Onze années qu’on ne vous a pas vue sur la scène musicale. Où étiez-vous passée ?
Onze années d’absence, c’est vrai que c’est assez long. Ange Bagnia a voulu rechercher d’autres compétences, fouiller ailleurs que dans la musique pour se redéfinir autrement. Ça passe par des formations multiples en communication et marketing avec des diplômes équivalents. Ça passe par une expertise en coopération décentralisée et en développement durable ainsi que la création des entreprises de Communication, une entreprise de nettoyage industrielle et une Ong qui offre des formations au bénéfice des collectivités territoriales décentralisées (Ctd) à l’international comme au Cameroun, avec une compétence qui s’étend en Afrique. Il y a aussi eu l’organisation des forums économiques au bénéfice des Ctd et ouvert depuis quelques années aux entreprises au Canada et en Afrique. Vous comprendrez pourquoi cette absence. Il fallait que je me concentre suffisamment pour pouvoir m’approprier ces compétences et les faire prévaloir.
Pourquoi ce revirement vers la Communication et les affaires ?

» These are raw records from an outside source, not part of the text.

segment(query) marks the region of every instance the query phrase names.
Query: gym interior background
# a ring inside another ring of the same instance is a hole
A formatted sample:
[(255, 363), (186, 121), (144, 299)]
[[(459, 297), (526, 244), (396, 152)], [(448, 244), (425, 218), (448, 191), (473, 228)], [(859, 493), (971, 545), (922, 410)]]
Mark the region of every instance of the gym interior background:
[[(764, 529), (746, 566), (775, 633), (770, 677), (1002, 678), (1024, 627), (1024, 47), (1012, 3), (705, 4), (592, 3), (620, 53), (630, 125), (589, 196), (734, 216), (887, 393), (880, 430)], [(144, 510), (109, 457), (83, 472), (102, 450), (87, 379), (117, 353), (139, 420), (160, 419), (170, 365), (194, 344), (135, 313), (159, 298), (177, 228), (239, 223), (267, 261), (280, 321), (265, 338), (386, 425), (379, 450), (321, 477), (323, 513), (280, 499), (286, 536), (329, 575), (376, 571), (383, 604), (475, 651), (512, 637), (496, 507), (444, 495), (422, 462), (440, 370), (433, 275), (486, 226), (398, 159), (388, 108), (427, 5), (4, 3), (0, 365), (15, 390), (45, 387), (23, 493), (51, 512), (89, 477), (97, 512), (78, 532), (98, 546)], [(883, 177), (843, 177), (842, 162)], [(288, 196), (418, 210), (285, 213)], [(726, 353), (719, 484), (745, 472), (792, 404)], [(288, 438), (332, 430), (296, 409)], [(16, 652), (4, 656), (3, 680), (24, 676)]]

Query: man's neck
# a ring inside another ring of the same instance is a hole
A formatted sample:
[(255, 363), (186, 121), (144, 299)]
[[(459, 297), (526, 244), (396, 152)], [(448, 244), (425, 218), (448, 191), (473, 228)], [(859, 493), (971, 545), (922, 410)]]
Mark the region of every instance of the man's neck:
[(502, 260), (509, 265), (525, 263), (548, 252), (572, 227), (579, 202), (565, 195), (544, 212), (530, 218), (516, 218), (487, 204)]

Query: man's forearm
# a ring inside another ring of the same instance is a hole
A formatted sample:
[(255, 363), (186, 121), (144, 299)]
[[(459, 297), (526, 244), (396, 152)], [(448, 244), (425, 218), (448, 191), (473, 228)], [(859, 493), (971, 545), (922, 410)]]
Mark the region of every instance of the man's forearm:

C’est dans ma nature de toujours me lancer des challenges. Ce sont des métiers qui m’ont toujours intéressée. J’ai commencé par la Communication. C’est connu. J’ai fait des études de Communication avant de faire la musique. Ensuite, j’ai voulu ouvrir les bras vers la coopération internationale et la coopération décentralisée. Pour moi, ce sont des challenges. Je suis à mon propre compte. Ça c’est aussi un challenge. Mes albums, c’est moi qui les produit via mon label AB Prod. Je suis la présidente de toutes ces structures que j’ai citées. J’adore toujours aller de l’avant, me challenger.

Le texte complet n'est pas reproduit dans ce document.